Mesa Redonda: Árvores e Outras Urbanidades

A Junta de Freguesia da Quinta do Conde assinala o Dia Mundial do Ambiente, 5 de junho (quarta-feira), às 21h30, com uma “mesa redonda” (debate) subordinado ao tema “Árvores e Outras Urbanidades”, com a presença da arquiteta Marisa Ramalho e do engenheiro José Rodrigues, para a qual convida todos os quintacondenses.

De entre as inquietações colocadas à Junta de Freguesia pelos residentes, a mais frequente e repetida tem a ver com a coabitação de moradias com pinheiros. O Regulamento do Plano Parcial de Urbanização da Quinta do Conde, publicado em 1986, impedia o abate de árvores que não fossem abrangidas pela implantação das moradias.”  O atual PUQC (2008) delega na Câmara Municipal a autorização para o abate de árvores não abrangidas pela implantação de edifícios (dispõe o artigo 28.º «Coberto Arbóreo») que: “Está sujeito a prévia autorização municipal o derrube de árvores que não fiquem abrangidas pela implantação de edifícios, de acordo com o projeto aprovado.”
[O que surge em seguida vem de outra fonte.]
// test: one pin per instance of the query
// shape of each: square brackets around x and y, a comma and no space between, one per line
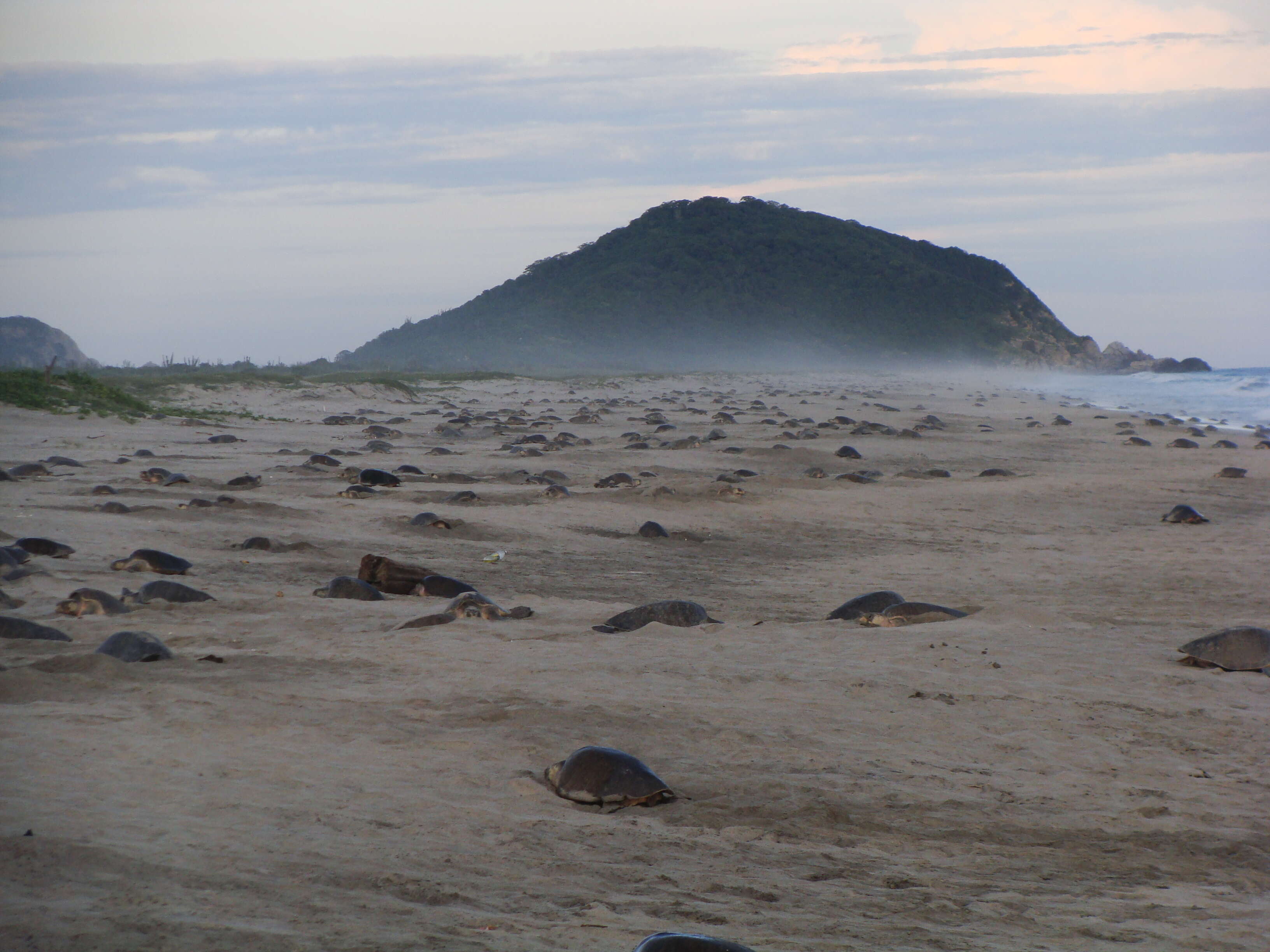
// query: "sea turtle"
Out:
[1183,513]
[865,605]
[442,587]
[910,614]
[165,591]
[12,628]
[348,587]
[135,647]
[152,560]
[430,521]
[25,470]
[468,605]
[378,478]
[617,479]
[12,555]
[688,942]
[45,548]
[1244,649]
[83,602]
[675,612]
[606,777]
A expressão “árvores” refere-se até à presente data, praticamente sem exceção, a pinheiros, árvores que revestiam a Quinta do Conde no período que antecedeu o loteamento não autorizado, árvores hoje com cerca de sessenta anos e um porte na generalidade dos casos relatados, superior a quinze metros de altura.
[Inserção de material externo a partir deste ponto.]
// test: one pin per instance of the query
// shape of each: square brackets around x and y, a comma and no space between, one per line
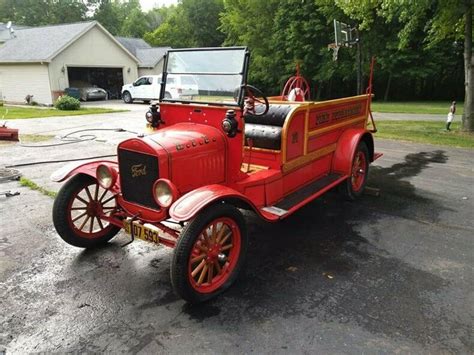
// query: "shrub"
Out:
[67,103]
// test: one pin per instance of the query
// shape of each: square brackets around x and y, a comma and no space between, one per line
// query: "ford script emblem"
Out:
[138,170]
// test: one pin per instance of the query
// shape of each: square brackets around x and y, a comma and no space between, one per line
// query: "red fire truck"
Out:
[209,156]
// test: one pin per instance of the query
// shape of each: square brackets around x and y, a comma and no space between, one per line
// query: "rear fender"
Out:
[190,204]
[69,170]
[346,147]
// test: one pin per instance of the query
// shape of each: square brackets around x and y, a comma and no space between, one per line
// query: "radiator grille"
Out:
[138,172]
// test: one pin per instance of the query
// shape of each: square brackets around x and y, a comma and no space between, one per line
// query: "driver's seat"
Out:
[265,131]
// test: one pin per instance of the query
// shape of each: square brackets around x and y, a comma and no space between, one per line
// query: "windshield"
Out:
[205,75]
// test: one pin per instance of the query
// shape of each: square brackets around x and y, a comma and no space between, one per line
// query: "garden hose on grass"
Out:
[67,139]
As queixas assentam essencialmente no risco para a segurança das pessoas e bens decorrentes da queda de pinhas, ramos e das próprias árvores; nas alergias ao pólen que no período de florestação é libertado pelos pinheiros; na praga da lagarta processionária que no final da estação invernosa desce das árvores e na degradação dos muros provocada pelas raízes. As queixas incidem habitualmente em reduzido número de pinheiros (um ou dois na generalidade dos casos), aqueles que se localizam contíguos às moradias.
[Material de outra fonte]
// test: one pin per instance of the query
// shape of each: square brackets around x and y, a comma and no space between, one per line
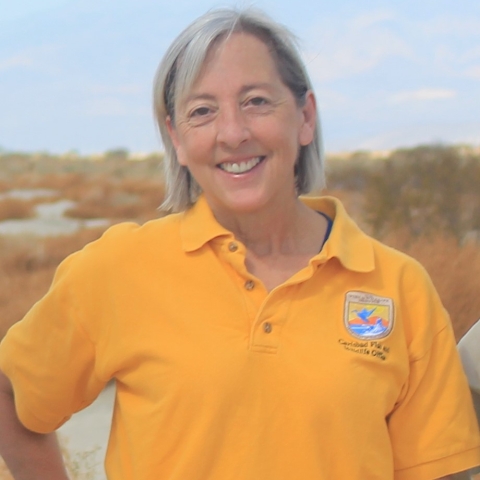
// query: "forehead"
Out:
[235,58]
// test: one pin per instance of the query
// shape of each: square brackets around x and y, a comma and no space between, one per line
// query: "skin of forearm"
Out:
[28,455]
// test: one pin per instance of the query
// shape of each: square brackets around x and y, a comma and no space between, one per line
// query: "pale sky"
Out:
[77,74]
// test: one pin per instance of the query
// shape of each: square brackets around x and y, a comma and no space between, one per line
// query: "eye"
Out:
[257,101]
[200,112]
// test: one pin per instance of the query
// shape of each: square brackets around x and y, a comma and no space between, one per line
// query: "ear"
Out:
[173,134]
[308,119]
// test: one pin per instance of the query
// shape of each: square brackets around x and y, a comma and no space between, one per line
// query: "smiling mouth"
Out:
[240,167]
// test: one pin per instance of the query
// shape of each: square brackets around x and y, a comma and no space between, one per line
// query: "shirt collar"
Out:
[199,226]
[352,247]
[347,243]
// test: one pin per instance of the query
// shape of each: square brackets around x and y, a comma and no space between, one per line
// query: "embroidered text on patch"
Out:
[368,316]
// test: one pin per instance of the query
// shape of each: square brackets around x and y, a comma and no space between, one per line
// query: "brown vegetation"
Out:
[423,201]
[13,208]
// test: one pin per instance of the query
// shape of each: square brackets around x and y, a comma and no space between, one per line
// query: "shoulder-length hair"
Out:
[182,65]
Em adenda às reclamações de particulares, atente-se que estes pinheiros também colocam em risco as redes públicas de eletricidade, telefones e mesmo de abastecimento de água e saneamento, interferindo ainda na manutenção da via pública.

Não se questionam as vantagens para o ambiente em geral, decorrentes da manutenção de árvores em espaço urbano, mas trata-se neste caso de uma “guerra” inglória, desgastante, com resultados práticos duvidosos e custos políticos e económicos elevados. Com efeito, há hoje muitos lotes sem construção com reduzido número de pinheiros, facto que propicia o risco de queda, dificulta e encarece o seu abate.

A assunção da responsabilidade por danos em terceiros causados pela queda de pinhas, ramos ou pinheiros é, também, matéria complexa. Não sabemos se juridicamente imputável ao proprietário do lote mas, caso o seja, é, do ponto de vista do senso comum, injusto.  Consequentemente, tendo em conta a multiplicidade de vertentes do assunto, faz sentido ponderar o assunto com especialistas na matéria.